COLD SPRING – Residents continued to oppose the sale of significant land in Taylor Township to the Gaming Commission at the borough council meeting on Monday.
Called Mountain Ground, the 1,367-acre land was donated to the borough by Roaring Spring founder Daniel M. Bare. At its June 13 meeting, council voted 5-2 to approve the option to sell the land for $1.2 million, according to Mirror records.
Taylor Township resident John Camerer questioned why the council claimed to have “explored all options” but had failed to meet with Troy Wright and other residents about the idea of a possible sports club.
Wright, a Roaring Spring resident, had raised the idea at a previous council meeting, records show.
“You didn’t explore all the options because you didn’t meet any of us and explore that option we had,” Camerar said.
Borough Council Chairman Rodney Green said what he heard at that meeting was the proposal for a club and that to him, a club means “Some people can enter a property and some people can’t.”
“A club does not include everyone” said Green. “It was mentioned that there should be a fee. Well, the solution we have right now is that there is no fee and everyone – especially once the property is sold to the Game Commission – will be open to everyone.
Camerer went on to say that they could have potentially presented the borough with funds of $100,000 per year by charging an annual fee of $100 and that in 10 years they would do what the Game Commission offers for the land.
“I bet I could have convinced 1,000 people to do it, and even at $200 a pop, it’s $200,000.” Camerar said.
However, Green said the idea would exclude a lot of people who wouldn’t be able to afford the membership, and by selling the land on commission it would be open to everyone.
Norm Wright, father of Troy Wright who is disabled and walks with a cane, said Green was wrong and that selling the land on commission would make it accessible to fewer people.
“When the Game Commission takes over this land, I’m done”, said Norman Wright. “I won’t be on it anymore.
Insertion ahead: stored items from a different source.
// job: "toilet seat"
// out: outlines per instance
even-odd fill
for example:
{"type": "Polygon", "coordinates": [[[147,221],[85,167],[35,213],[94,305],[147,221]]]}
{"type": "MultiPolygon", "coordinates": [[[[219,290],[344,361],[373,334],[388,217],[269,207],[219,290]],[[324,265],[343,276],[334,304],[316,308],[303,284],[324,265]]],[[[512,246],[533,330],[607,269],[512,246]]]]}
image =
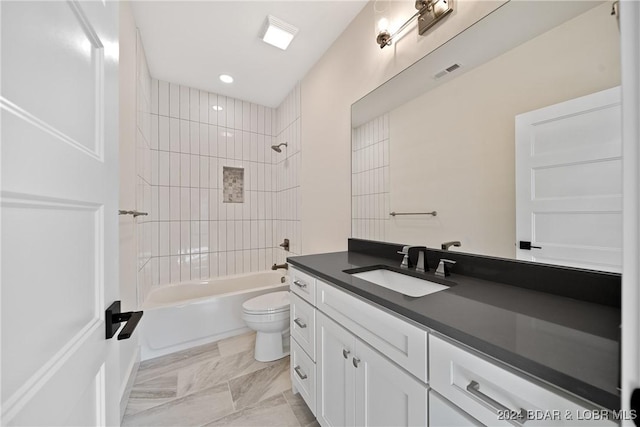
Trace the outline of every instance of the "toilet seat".
{"type": "Polygon", "coordinates": [[[246,314],[275,314],[289,311],[289,291],[271,292],[242,304],[246,314]]]}

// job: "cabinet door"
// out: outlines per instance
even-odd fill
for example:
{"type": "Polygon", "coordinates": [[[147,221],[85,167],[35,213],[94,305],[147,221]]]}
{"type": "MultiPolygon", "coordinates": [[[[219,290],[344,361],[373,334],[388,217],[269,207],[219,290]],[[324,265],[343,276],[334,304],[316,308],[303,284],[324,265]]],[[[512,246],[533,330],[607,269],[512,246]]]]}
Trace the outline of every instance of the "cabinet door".
{"type": "Polygon", "coordinates": [[[354,360],[356,425],[427,425],[426,385],[360,340],[354,360]]]}
{"type": "Polygon", "coordinates": [[[429,391],[429,427],[482,426],[462,409],[433,390],[429,391]]]}
{"type": "Polygon", "coordinates": [[[316,327],[316,417],[323,427],[352,426],[355,372],[351,356],[355,338],[320,312],[316,327]]]}

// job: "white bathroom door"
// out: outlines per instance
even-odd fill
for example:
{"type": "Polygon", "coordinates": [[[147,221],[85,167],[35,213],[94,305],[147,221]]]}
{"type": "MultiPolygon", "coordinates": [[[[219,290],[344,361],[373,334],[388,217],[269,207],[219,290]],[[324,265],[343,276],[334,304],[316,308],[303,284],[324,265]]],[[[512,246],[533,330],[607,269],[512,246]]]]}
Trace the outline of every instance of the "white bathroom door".
{"type": "Polygon", "coordinates": [[[621,271],[619,87],[516,117],[516,254],[621,271]]]}
{"type": "Polygon", "coordinates": [[[2,425],[118,425],[118,4],[2,1],[2,425]]]}
{"type": "MultiPolygon", "coordinates": [[[[640,3],[620,2],[622,143],[624,150],[624,261],[622,263],[621,408],[640,414],[640,3]]],[[[634,426],[632,417],[621,423],[634,426]]]]}

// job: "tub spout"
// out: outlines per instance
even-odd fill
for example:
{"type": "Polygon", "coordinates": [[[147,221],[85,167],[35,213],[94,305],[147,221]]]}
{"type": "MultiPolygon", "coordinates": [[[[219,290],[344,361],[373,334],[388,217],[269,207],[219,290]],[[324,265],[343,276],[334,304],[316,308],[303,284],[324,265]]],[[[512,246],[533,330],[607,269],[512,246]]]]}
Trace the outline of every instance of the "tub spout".
{"type": "Polygon", "coordinates": [[[287,263],[285,262],[284,264],[273,264],[273,265],[271,266],[271,269],[272,269],[272,270],[277,270],[277,269],[279,269],[279,268],[284,268],[285,270],[288,270],[288,269],[289,269],[289,264],[287,264],[287,263]]]}

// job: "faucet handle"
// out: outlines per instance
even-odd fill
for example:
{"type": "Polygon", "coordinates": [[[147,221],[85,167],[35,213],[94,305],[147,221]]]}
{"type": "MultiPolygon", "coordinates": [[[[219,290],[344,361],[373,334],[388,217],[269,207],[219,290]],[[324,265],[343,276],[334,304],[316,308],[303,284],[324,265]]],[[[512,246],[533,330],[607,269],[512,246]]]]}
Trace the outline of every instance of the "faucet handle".
{"type": "Polygon", "coordinates": [[[401,251],[398,251],[400,255],[404,255],[400,268],[409,268],[409,248],[410,246],[404,246],[401,251]]]}
{"type": "Polygon", "coordinates": [[[449,267],[454,265],[456,262],[450,259],[440,259],[440,263],[438,264],[438,268],[436,269],[436,276],[447,277],[449,273],[449,267]]]}
{"type": "Polygon", "coordinates": [[[403,246],[401,251],[398,251],[400,255],[407,255],[411,246],[403,246]]]}

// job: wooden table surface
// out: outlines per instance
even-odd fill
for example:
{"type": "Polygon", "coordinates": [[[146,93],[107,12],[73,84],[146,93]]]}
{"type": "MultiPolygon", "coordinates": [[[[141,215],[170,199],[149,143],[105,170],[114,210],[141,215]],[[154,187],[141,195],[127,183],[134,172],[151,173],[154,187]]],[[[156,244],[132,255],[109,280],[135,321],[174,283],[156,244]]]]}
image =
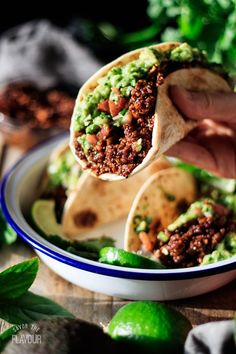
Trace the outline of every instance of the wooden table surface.
{"type": "MultiPolygon", "coordinates": [[[[22,155],[22,150],[5,146],[1,149],[0,171],[5,171],[22,155]]],[[[33,250],[19,242],[0,250],[0,271],[34,256],[33,250]]],[[[74,313],[77,317],[97,324],[107,324],[119,307],[122,299],[94,293],[75,286],[59,277],[41,262],[40,270],[32,288],[37,294],[47,296],[74,313]]],[[[231,319],[236,311],[236,280],[214,292],[168,304],[185,314],[192,325],[209,321],[231,319]]]]}

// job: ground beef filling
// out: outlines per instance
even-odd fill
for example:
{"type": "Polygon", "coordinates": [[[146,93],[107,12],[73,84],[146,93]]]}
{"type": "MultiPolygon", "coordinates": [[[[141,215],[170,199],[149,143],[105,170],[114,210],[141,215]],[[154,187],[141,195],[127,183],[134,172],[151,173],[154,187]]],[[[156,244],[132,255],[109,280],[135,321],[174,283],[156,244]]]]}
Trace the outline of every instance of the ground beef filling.
{"type": "Polygon", "coordinates": [[[182,225],[174,232],[165,230],[169,241],[155,256],[168,268],[193,267],[214,251],[224,236],[235,231],[236,223],[225,216],[199,217],[182,225]]]}
{"type": "MultiPolygon", "coordinates": [[[[128,103],[131,122],[111,127],[107,135],[97,134],[98,141],[87,154],[87,168],[96,175],[114,173],[127,177],[143,161],[151,148],[156,96],[157,79],[153,75],[137,82],[128,103]],[[142,139],[141,151],[137,151],[139,139],[142,139]]],[[[75,148],[78,157],[85,160],[84,151],[77,141],[80,135],[81,132],[75,136],[75,148]]]]}
{"type": "MultiPolygon", "coordinates": [[[[202,65],[198,62],[168,61],[161,67],[153,66],[147,78],[138,80],[131,92],[131,97],[121,98],[120,111],[122,108],[128,109],[129,121],[120,127],[102,128],[93,136],[94,141],[86,155],[78,142],[78,137],[85,134],[85,131],[76,132],[74,137],[76,154],[81,160],[88,161],[86,168],[91,169],[97,176],[103,173],[114,173],[128,177],[135,167],[142,163],[152,145],[158,86],[171,72],[190,66],[202,65]],[[141,149],[138,148],[137,141],[141,142],[141,149]]],[[[106,111],[111,102],[103,103],[105,103],[103,111],[106,111]]],[[[101,105],[99,104],[98,107],[101,105]]],[[[111,109],[110,113],[112,114],[111,109]]]]}

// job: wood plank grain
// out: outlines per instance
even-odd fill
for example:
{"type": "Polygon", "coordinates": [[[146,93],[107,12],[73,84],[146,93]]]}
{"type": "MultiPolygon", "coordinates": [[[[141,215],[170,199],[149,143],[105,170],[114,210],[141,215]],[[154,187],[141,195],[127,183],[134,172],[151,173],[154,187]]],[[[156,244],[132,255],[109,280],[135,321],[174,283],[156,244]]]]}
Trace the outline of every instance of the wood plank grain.
{"type": "MultiPolygon", "coordinates": [[[[0,251],[0,271],[33,256],[35,253],[23,242],[4,247],[0,251]]],[[[73,285],[42,262],[31,290],[57,301],[78,318],[100,325],[107,325],[114,313],[128,302],[73,285]]],[[[236,281],[209,294],[166,303],[186,315],[194,326],[231,319],[236,310],[236,281]]]]}

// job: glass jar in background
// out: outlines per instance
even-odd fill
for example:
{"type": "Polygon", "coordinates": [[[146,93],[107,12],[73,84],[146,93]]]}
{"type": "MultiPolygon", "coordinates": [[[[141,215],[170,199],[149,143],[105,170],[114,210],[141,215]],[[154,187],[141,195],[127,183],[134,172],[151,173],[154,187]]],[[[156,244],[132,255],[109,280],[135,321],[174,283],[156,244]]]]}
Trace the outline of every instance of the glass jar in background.
{"type": "Polygon", "coordinates": [[[70,126],[78,88],[39,88],[30,81],[12,81],[0,89],[0,129],[5,143],[28,149],[70,126]]]}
I can’t walk anywhere in that distance, whether it’s hunting, sightseeing or anything.
He claimed the commission does not make it easy for anyone to hunt on his land and is only interested in money.
“That mountain, up there, there’s money in the bank”, said Norman Wright. “It’s still there – it will still be worth what you sold it for and over the years maybe even more. You’re making a big mistake selling it.
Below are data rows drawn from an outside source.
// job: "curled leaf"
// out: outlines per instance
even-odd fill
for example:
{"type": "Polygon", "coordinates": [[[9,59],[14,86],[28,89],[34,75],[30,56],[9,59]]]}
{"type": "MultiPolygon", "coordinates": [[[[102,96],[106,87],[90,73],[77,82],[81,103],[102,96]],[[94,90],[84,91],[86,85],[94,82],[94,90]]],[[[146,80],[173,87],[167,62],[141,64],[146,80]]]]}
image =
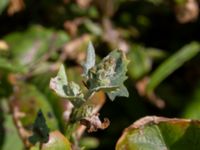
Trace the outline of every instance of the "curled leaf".
{"type": "Polygon", "coordinates": [[[99,114],[81,119],[80,123],[87,127],[88,132],[95,132],[98,129],[104,130],[110,125],[110,121],[108,118],[104,118],[104,121],[101,122],[101,120],[99,119],[99,114]]]}

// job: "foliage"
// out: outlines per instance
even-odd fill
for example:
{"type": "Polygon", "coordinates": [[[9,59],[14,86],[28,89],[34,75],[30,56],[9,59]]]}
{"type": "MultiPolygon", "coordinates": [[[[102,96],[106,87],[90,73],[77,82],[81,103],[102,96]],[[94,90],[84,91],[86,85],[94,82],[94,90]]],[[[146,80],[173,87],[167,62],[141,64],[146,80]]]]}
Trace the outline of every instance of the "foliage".
{"type": "Polygon", "coordinates": [[[100,90],[106,92],[111,100],[114,100],[116,96],[128,96],[128,91],[123,85],[127,79],[127,64],[128,61],[123,52],[115,50],[95,65],[94,47],[92,43],[89,43],[83,74],[86,78],[85,86],[88,88],[85,94],[78,84],[68,81],[65,68],[61,65],[57,76],[50,80],[50,88],[73,104],[74,108],[68,119],[66,131],[69,138],[77,130],[79,121],[88,127],[89,132],[108,127],[107,119],[101,122],[98,115],[93,113],[94,104],[90,99],[95,92],[100,90]]]}
{"type": "MultiPolygon", "coordinates": [[[[2,150],[44,148],[52,137],[61,139],[56,149],[113,149],[141,117],[199,119],[197,0],[0,0],[0,22],[2,150]],[[49,140],[33,146],[40,109],[49,140]],[[89,132],[110,126],[91,134],[80,124],[89,132]]],[[[163,124],[173,128],[166,121],[144,130],[165,137],[163,124]]]]}
{"type": "Polygon", "coordinates": [[[199,121],[146,117],[125,130],[116,149],[196,150],[200,146],[199,132],[199,121]]]}

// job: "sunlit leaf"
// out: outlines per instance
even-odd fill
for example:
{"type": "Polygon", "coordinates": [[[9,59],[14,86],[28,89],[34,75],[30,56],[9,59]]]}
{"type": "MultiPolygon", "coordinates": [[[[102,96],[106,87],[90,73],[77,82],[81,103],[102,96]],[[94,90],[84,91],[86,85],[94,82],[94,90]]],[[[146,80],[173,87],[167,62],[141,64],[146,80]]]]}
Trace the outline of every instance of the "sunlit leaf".
{"type": "Polygon", "coordinates": [[[199,121],[144,117],[124,131],[116,150],[197,150],[199,136],[199,121]]]}
{"type": "Polygon", "coordinates": [[[151,93],[166,77],[199,52],[199,43],[192,42],[164,61],[150,76],[146,89],[147,92],[151,93]]]}

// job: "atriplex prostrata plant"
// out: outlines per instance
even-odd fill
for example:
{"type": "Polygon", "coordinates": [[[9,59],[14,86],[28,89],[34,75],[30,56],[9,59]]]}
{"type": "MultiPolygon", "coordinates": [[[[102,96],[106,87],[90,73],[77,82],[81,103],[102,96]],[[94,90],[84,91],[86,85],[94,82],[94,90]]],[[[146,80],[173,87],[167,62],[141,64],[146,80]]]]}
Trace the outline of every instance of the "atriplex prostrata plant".
{"type": "Polygon", "coordinates": [[[78,138],[75,131],[80,125],[85,125],[89,132],[108,127],[108,119],[101,122],[98,114],[94,114],[91,97],[98,91],[104,91],[112,101],[116,96],[128,97],[124,86],[128,62],[122,51],[114,50],[96,64],[94,47],[90,42],[82,74],[86,92],[75,82],[68,81],[64,65],[61,65],[57,76],[51,79],[50,88],[73,105],[65,132],[71,142],[78,138]]]}

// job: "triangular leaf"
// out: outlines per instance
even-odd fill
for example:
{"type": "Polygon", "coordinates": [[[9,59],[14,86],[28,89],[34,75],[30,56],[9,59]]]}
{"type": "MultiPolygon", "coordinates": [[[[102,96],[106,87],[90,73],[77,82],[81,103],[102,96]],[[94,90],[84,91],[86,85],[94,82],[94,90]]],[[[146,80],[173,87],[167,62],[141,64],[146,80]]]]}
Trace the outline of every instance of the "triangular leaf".
{"type": "Polygon", "coordinates": [[[32,144],[37,142],[46,143],[49,140],[49,128],[41,110],[38,111],[37,118],[33,125],[33,135],[29,137],[32,144]]]}
{"type": "Polygon", "coordinates": [[[50,81],[50,88],[53,89],[59,96],[65,97],[66,93],[63,87],[67,85],[68,81],[67,75],[65,73],[65,68],[64,65],[61,65],[57,76],[52,78],[50,81]]]}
One of the main reasons the borough is selling the Mountain Ground is liability, according to Mirror records.
But the borough cannot be sued for what it fears being sued for, such as allowing hunters on property, N Morman Wright said.
“If we have to run away from anything that can be brought to court, we might as well stay home, lock the doors and never come out again because someone is going to sue you,” he said.
The sale of the Mountain Ground is expected to materialize by the end of the year, records show.
Mirror Staff editor Rachel Foor is at 814-946-7458.